Highlights & Insights

  • Task definition is the major contribution: The formal definition of OV-AVEL as a new task and the construction of a large-scale benchmark hold more long-term value than the method itself. The dataset with 24,800 videos and 67 event categories significantly outperforms existing AVE datasets.
  • Simplicity is effective: The combination of three minimalist designs—a 1-layer Transformer, geometric mean fusion, and the "other" category—establishes a strong baseline. This sets a clear starting line for future works.
  • Intuition behind geometric mean fusion: Audio-visual consistency is naturally suited for multiplication—the fusion score is high only when both modalities are "confident" about the presence of an event. This insight is transferable to other multimodal fusion scenarios.

Limitations & Future Work

  • Significant Seen-Unseen performance gap: After fine-tuning, the seen performance is 62.9% vs. 55.8% for unseen, suggesting that there is still room for improving generalization.
  • Low Event-level F1: The Event-F1 on unseen data is only 47.5%, indicating insufficient temporal boundary localization precision.
  • Fixed temporal segmentation: The design of dividing a 10-second video into 10 equal segments is too rigid to handle variable-length events and cross-segment events.
  • Relatively simple method: Marked by clear baseline characteristics, necessitating more complex temporal modeling and cross-modal interaction designs in future work.
  • Reliance on ImageBind: The overall approach heavily relies on the representation quality of ImageBind, and the performance with other foundation models remains unexplored.
  • vs. Closed-set AVEL Methods (CMRA/PSP): Closed-set methods experience a steep performance drop of 28–38 points on unseen categories, whereas the fine-tuning baseline for OV-AVEL drops by only 7 points, demonstrating the necessity of the open-vocabulary framework.
  • vs.
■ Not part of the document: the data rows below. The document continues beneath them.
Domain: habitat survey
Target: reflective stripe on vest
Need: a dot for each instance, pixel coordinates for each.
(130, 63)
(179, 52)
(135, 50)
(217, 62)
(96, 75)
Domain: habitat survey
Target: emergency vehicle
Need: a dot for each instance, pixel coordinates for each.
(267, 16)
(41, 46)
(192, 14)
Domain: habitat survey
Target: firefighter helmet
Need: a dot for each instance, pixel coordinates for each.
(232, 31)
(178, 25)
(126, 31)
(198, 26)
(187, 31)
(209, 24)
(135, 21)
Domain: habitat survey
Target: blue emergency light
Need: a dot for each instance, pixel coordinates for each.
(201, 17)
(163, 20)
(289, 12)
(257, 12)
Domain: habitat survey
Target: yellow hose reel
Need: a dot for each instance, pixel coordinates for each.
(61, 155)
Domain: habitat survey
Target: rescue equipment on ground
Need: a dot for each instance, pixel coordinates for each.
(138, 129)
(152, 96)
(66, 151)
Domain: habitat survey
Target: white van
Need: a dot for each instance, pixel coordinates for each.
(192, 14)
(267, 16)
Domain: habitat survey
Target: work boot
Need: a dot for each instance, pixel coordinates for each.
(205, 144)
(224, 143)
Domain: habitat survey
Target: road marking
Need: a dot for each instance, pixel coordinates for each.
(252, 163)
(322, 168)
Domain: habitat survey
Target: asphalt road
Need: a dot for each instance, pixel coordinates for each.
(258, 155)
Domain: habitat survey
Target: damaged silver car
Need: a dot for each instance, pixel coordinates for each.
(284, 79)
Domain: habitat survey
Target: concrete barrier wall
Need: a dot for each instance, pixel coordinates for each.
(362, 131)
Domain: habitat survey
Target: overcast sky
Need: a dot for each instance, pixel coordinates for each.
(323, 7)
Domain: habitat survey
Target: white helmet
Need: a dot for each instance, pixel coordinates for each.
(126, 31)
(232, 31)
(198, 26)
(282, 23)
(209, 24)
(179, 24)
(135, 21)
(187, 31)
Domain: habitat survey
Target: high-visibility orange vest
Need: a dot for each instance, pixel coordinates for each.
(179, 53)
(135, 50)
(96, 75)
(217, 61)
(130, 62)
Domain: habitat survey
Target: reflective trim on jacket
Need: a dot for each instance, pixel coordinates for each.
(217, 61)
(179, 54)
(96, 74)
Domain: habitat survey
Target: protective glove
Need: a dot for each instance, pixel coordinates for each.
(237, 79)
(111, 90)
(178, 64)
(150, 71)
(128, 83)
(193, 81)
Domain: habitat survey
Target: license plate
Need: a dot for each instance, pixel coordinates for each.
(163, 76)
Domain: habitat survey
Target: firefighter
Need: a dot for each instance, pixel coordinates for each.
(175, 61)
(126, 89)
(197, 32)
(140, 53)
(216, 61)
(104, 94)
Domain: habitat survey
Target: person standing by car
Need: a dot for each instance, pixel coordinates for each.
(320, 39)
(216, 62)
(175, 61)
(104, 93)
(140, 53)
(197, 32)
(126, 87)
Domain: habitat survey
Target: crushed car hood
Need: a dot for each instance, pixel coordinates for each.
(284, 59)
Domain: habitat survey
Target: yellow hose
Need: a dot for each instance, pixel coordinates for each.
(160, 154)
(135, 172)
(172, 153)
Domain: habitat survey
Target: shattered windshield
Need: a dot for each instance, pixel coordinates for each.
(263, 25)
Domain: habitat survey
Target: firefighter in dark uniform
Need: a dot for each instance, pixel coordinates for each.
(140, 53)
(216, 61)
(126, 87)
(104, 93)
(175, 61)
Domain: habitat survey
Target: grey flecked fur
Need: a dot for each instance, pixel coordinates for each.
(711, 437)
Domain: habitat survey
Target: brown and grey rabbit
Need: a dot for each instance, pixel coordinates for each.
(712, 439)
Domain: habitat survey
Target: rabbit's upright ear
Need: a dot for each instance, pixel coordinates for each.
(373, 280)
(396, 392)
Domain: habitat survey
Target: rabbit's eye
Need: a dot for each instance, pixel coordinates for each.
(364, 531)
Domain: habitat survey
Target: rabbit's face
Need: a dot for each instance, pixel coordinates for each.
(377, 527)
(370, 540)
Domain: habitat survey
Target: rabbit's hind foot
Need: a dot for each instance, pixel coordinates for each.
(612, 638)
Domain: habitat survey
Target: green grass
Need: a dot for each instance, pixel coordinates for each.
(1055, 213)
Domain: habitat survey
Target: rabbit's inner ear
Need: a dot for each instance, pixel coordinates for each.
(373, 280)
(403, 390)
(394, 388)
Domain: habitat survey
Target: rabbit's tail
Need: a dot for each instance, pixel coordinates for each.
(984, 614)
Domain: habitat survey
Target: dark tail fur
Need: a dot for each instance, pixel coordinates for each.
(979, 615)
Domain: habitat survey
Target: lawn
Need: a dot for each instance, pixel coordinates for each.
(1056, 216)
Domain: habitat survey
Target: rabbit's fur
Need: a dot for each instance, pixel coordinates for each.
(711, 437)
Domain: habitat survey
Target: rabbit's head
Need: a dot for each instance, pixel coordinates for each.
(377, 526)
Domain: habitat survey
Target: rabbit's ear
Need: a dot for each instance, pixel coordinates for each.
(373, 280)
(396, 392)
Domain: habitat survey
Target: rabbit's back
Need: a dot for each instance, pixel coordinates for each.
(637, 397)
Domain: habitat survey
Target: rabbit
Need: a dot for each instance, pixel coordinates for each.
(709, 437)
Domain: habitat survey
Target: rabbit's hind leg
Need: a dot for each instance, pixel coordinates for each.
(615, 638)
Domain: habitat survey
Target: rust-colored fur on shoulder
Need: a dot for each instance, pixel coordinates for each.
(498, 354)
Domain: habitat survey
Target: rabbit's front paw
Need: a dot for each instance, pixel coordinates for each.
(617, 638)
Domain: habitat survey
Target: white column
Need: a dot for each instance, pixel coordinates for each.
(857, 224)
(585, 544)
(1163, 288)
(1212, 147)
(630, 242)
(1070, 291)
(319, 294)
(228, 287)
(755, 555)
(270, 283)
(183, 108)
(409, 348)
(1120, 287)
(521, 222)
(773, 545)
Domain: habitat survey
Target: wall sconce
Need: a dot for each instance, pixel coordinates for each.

Video-LLaMA2: Applying large video-language models directly to OV-AVEL yields average results (39.3%), likely because the temporal event localization capability of LLMs is inferior to specialized approaches.
  • vs. AudioCLIP/CLAP: Audio-text-only alignment methods show average performance in open-vocabulary scenarios due to the lack of complementary information from the visual modality.

Rating

  • Novelty: ⭐⭐⭐⭐ The definition of a new task and the construction of a large-scale benchmark are the core contributions; the method itself is of baseline level.
  • Experimental Thoroughness: ⭐⭐⭐⭐⭐ Comparison with various baselines, adaptation of closed-set methods, and comprehensive ablation studies (fusion strategies, number of layers, data volume, and modal interaction).
  • Writing Quality: ⭐⭐⭐⭐ Clear task definition and comprehensive evaluation protocols.
  • Value: ⭐⭐⭐⭐ Paves a new open-vocabulary direction for the audio-visual event localization community, offering lasting value in both the benchmark and baselines.